The first thing to do is make up some names for distances so we can talk about them,

A line of charge $L$ meters long has a total charge of $Q$.

Assume $Q$ is spread out uniformly along the line.

Assume the charge in the line is stuck where it is and does not move around.

A test charge $q$ is positioned $a$ meters away from one end of the line.

### Strategy

The theoretical tool we have is Coulomb’s Law. However, Coulomb’s Law only works when you have two point charges. In this problem one of the charges is distributed in a line shape. What do we do now? The approach we take for this and all other electrostatic problems is,

- Describe the distributed charge as a collection of individual point charges.
- Figure out the contribution of each point charge to the force.
- Add up (integrate) all the contributions to get the total force.

### Charge density

We define the *linear charge density* as $\lambda = \dfrac{Q}{L}$ coulombs/meter. This will come in handy.

As an example, if the total $Q$ on the line is $10$ coulombs, and the line is $5$ meters long, the charge density would be $\lambda = 10 / 5 = 2$ coulombs per meter.

If you know $\lambda$ then you can figure out the amount of charge in any length of line,

$Q = \lambda \, L$

## charge density

Charge density goes by different names depending on the shape of the charged object.

For a line, like we have here, it’s $\lambda$, *linear charge density*, charge per unit length, $\text C/\text m$.

If the shape is two dimensional, any flat shape, it’s $\sigma$, *surface charge density*, $\text C/\text m^2$.

If you have a three dimensional shape it’s $\rho$, *volume charge density*, $\text C/\text m^3$.

### Electric force

We model the line as a collection of point charges. To do this we break up the line into tiny little sections, where each section so small we can consider it to be a point charge for the purposes of Coulomb’s Law.

Let’s define some more variables to describe the problem.

- $dQ$ is a tiny bit of charge contained in a tiny length of the line, $dx$.
- $a$ is the distance from the end of the line to test charge $q$.
- $x$ is the distance from $dQ$ to $q$.

#### Direction of the force

We can figure out the direction of the force right away. The tiny bit of force $dF$ on $q$ from every tiny little $dQ$ is directed along a straight line between $q$ and $dQ$. Both $q$ and $dQ$ are positive charges, so $q$ is repelled by the line.

#### Magnitude of the force

We have the direction. Now we find the magnitude of the force. Coulomb’s Law tells us the force $dF$ pushing on $q$ caused by charge $dQ$ is,

$dF = \dfrac{1}{4\pi\epsilon_0}\dfrac{q \,dQ}{x^2}$

The numerator has the product of the two charges, $q$ and $dQ$. The denominator is the distance between the two charges, squared.

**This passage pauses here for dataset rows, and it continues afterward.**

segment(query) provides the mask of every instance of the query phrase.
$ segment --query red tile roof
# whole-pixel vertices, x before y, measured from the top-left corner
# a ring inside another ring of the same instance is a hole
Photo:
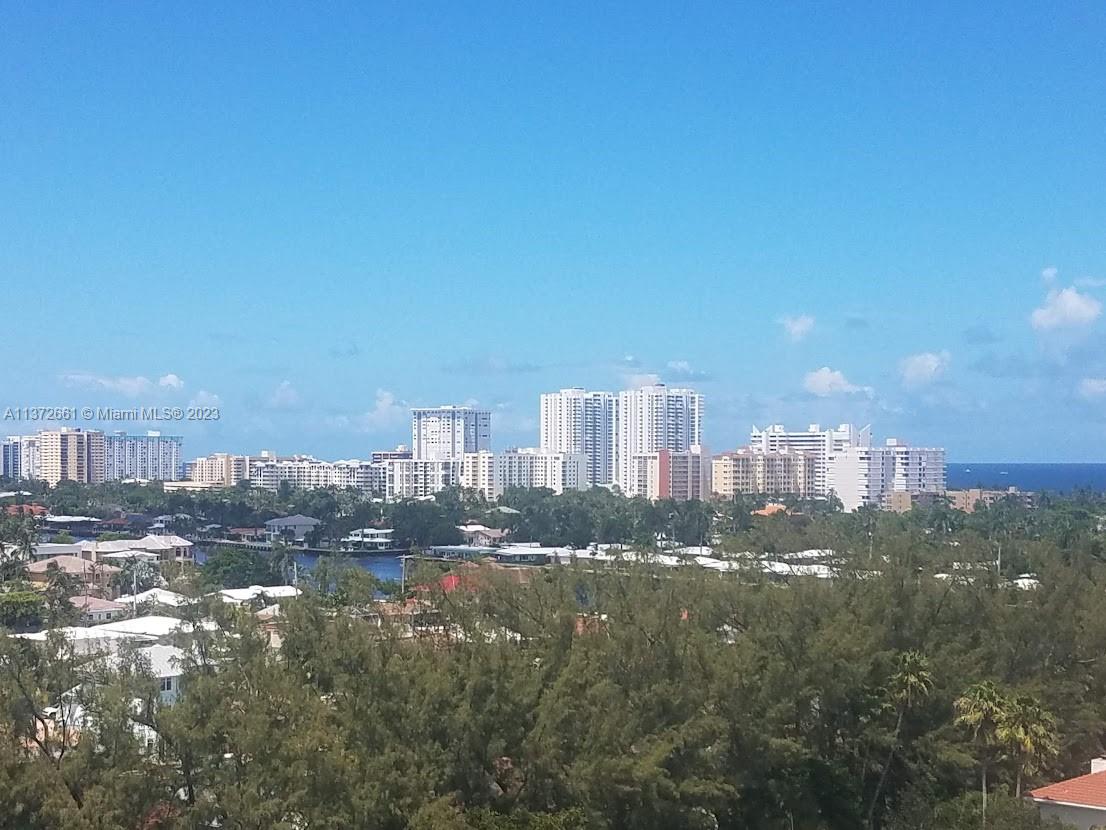
[[[1106,771],[1068,778],[1030,792],[1034,801],[1061,801],[1106,810]]]

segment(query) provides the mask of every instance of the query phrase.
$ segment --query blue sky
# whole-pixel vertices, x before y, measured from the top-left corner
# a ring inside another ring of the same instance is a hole
[[[337,458],[658,376],[1106,461],[1106,7],[737,6],[9,0],[0,406]]]

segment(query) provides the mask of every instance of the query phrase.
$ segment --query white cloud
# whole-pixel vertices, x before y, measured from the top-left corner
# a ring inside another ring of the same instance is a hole
[[[1106,377],[1084,377],[1079,383],[1079,396],[1088,401],[1106,397]]]
[[[668,361],[665,375],[677,381],[709,381],[710,374],[696,369],[688,361]]]
[[[281,381],[268,401],[269,408],[271,409],[292,409],[299,403],[300,393],[296,392],[291,381]]]
[[[149,392],[154,384],[148,377],[136,375],[134,377],[119,376],[109,377],[106,375],[94,375],[77,372],[62,375],[62,382],[66,386],[83,386],[85,388],[101,388],[109,392],[117,392],[127,397],[137,397],[144,392]]]
[[[222,398],[213,392],[200,390],[196,396],[188,402],[189,406],[222,406]]]
[[[949,367],[948,352],[921,352],[899,362],[899,374],[906,386],[926,386],[940,378]]]
[[[358,433],[377,433],[401,426],[410,418],[410,412],[395,393],[377,390],[373,408],[359,415],[338,415],[330,418],[331,426],[354,429]]]
[[[803,378],[803,388],[817,397],[831,397],[833,395],[855,395],[863,393],[872,395],[870,386],[857,386],[849,383],[848,378],[836,369],[823,366],[822,369],[808,372]]]
[[[793,343],[797,343],[812,331],[814,331],[814,318],[810,314],[799,314],[796,317],[781,318],[780,325],[787,332]]]
[[[1074,287],[1053,289],[1044,305],[1034,309],[1030,323],[1037,331],[1074,329],[1089,325],[1103,313],[1103,304],[1089,294],[1081,294]]]

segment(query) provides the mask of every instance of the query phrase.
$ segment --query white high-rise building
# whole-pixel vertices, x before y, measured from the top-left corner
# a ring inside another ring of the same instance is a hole
[[[611,484],[615,478],[615,404],[609,392],[578,387],[542,395],[541,448],[584,455],[587,483]]]
[[[0,442],[0,476],[39,478],[39,436],[9,435]]]
[[[471,406],[411,409],[411,453],[427,461],[460,461],[491,449],[491,411]]]
[[[138,478],[176,481],[180,478],[179,435],[113,433],[104,436],[104,480]]]
[[[893,492],[945,492],[945,450],[891,438],[883,447],[847,447],[830,461],[830,490],[852,512],[890,507]]]
[[[811,424],[805,432],[789,432],[782,424],[766,429],[755,426],[749,435],[749,446],[759,453],[808,453],[814,455],[814,495],[830,495],[830,461],[849,447],[870,447],[872,427],[857,428],[842,424],[836,429],[823,429]],[[839,495],[839,494],[838,494]]]
[[[811,453],[761,453],[748,447],[722,453],[711,461],[711,491],[723,498],[738,494],[811,498],[814,464]]]
[[[888,438],[887,449],[895,458],[893,490],[945,492],[947,473],[943,448],[911,447],[898,438]]]
[[[466,453],[461,458],[461,487],[482,492],[484,498],[499,498],[495,490],[495,454],[490,449]]]
[[[461,461],[395,458],[384,461],[384,497],[388,501],[426,498],[461,483]]]
[[[710,457],[698,446],[686,453],[670,449],[639,453],[630,459],[627,496],[687,501],[707,498],[709,494]]]
[[[250,457],[212,453],[188,463],[188,480],[213,487],[233,487],[250,478]]]
[[[587,457],[583,453],[549,453],[519,447],[495,456],[497,496],[508,487],[545,487],[555,494],[587,488]]]
[[[461,461],[461,486],[497,499],[509,487],[544,487],[555,494],[587,488],[587,458],[582,453],[552,453],[519,447],[504,453],[468,453]]]
[[[618,393],[616,483],[635,495],[634,457],[702,444],[702,395],[662,383]],[[644,495],[644,494],[643,494]]]
[[[38,435],[39,478],[51,487],[60,481],[104,481],[104,434],[95,429],[44,429]]]

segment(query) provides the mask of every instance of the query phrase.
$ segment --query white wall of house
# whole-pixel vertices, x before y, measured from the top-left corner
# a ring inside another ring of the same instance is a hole
[[[1098,830],[1106,828],[1106,809],[1037,802],[1041,815],[1046,819],[1060,819],[1076,830]]]

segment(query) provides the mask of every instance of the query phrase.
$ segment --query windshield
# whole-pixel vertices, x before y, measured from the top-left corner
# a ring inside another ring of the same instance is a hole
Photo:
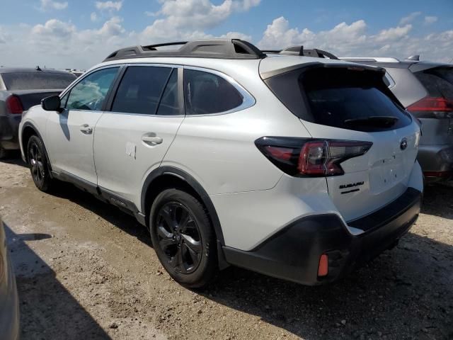
[[[76,78],[74,74],[50,72],[18,72],[1,74],[8,90],[66,89]]]

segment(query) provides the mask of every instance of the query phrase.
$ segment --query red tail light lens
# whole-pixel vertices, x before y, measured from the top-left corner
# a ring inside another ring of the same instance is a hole
[[[419,113],[439,113],[445,115],[445,113],[453,112],[453,102],[442,97],[428,96],[408,106],[407,110],[415,114]],[[422,114],[422,115],[425,115]]]
[[[17,96],[10,96],[6,99],[6,108],[10,113],[21,115],[23,112],[23,107],[21,99]]]
[[[264,137],[255,142],[268,159],[294,176],[343,175],[340,165],[365,154],[371,142]]]

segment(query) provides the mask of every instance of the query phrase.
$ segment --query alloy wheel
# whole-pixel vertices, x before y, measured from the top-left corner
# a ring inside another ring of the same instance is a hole
[[[38,144],[35,142],[31,144],[28,149],[28,159],[31,166],[31,176],[36,183],[42,184],[45,175],[45,169],[42,162],[42,155]]]

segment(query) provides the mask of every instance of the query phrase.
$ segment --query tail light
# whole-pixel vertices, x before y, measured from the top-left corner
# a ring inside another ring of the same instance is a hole
[[[449,118],[453,116],[453,101],[428,96],[408,106],[407,110],[418,118]]]
[[[263,137],[255,142],[268,159],[286,174],[319,177],[344,174],[340,164],[365,154],[371,142]]]
[[[23,111],[23,107],[21,99],[17,96],[10,96],[6,99],[6,108],[10,113],[21,115]]]

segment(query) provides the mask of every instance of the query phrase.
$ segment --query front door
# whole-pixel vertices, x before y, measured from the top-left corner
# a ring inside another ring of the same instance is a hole
[[[184,119],[178,69],[129,66],[96,125],[98,184],[137,207],[146,176],[159,167]]]

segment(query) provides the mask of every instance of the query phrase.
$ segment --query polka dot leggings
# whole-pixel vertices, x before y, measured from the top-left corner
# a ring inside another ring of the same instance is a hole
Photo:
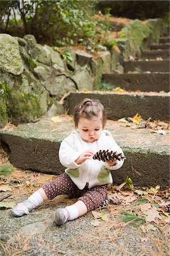
[[[79,189],[70,177],[64,172],[56,180],[52,180],[42,187],[47,197],[52,200],[60,195],[69,195],[73,197],[79,197],[86,205],[88,212],[94,210],[105,199],[108,185],[101,185],[83,189]]]

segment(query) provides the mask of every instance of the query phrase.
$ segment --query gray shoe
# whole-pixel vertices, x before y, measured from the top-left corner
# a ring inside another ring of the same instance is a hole
[[[68,217],[67,218],[66,218],[65,216],[63,213],[63,208],[58,208],[54,212],[54,220],[57,225],[62,225],[69,220],[70,213],[66,209],[65,209],[67,211],[68,213]]]
[[[12,213],[15,217],[22,217],[24,214],[28,214],[33,209],[32,204],[27,199],[15,205],[12,209]]]

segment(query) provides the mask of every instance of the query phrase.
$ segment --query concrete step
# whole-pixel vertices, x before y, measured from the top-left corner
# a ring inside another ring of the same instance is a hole
[[[162,36],[159,38],[159,42],[160,44],[166,44],[170,43],[170,37],[169,36]]]
[[[102,80],[126,90],[169,91],[169,73],[104,74]]]
[[[169,93],[156,92],[73,92],[66,100],[69,114],[73,114],[74,106],[84,98],[99,100],[104,105],[107,117],[118,120],[133,117],[138,113],[143,119],[169,120]]]
[[[57,123],[42,119],[1,131],[1,146],[8,149],[10,161],[17,168],[60,174],[65,168],[60,163],[58,149],[61,141],[74,129],[71,119],[62,117]],[[122,183],[128,176],[135,186],[160,184],[165,188],[169,185],[169,130],[160,135],[148,129],[132,129],[109,120],[105,128],[126,157],[123,167],[112,172],[114,184]]]
[[[170,48],[170,44],[152,44],[150,47],[151,49],[169,49]]]
[[[135,71],[137,69],[141,72],[150,71],[151,72],[169,72],[169,60],[124,61],[124,73],[129,71]]]
[[[141,59],[169,59],[169,49],[144,50],[142,52]]]

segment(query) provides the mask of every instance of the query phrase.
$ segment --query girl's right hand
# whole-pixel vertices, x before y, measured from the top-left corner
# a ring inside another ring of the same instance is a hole
[[[87,150],[80,155],[79,158],[75,161],[77,164],[84,163],[87,159],[91,159],[94,155],[95,152],[92,150]]]

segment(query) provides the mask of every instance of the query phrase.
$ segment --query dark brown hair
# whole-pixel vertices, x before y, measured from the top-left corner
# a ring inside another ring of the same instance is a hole
[[[74,121],[76,127],[81,117],[91,119],[94,116],[101,118],[103,128],[106,123],[106,115],[103,105],[97,100],[84,98],[75,107]]]

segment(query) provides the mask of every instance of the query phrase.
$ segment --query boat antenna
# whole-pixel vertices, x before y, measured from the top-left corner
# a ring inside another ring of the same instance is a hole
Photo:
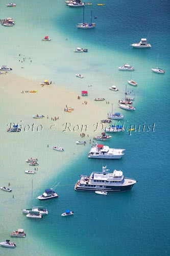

To find the total force, $F$, we want to add up (integrate) all the tiny $dF$ forces from all the tiny $dQ$’s, from one end of the line to the other. Our equation for $dF$ is in terms of differential charge $dQ$. We wish it was in terms of a differential distance $dx$ so we can integrate over distance.

$dQ$ can be expressed in terms of distance if we use the charge density expression. The general expression for $Q$ in terms of linear charge density and distance is,

$Q = \lambda \, L$

Tiny charge $dQ$ can be expressed in terms of the tiny distance it occupies, the total charge on the line, and the total length of the line,

$dQ = \lambda\,dx = \dfrac{Q}{L}\,dx$

We can replace $dQ$ with this expression and integrate by sweeping the distance from the near end of the line ($a$), to the far end ($a + L$).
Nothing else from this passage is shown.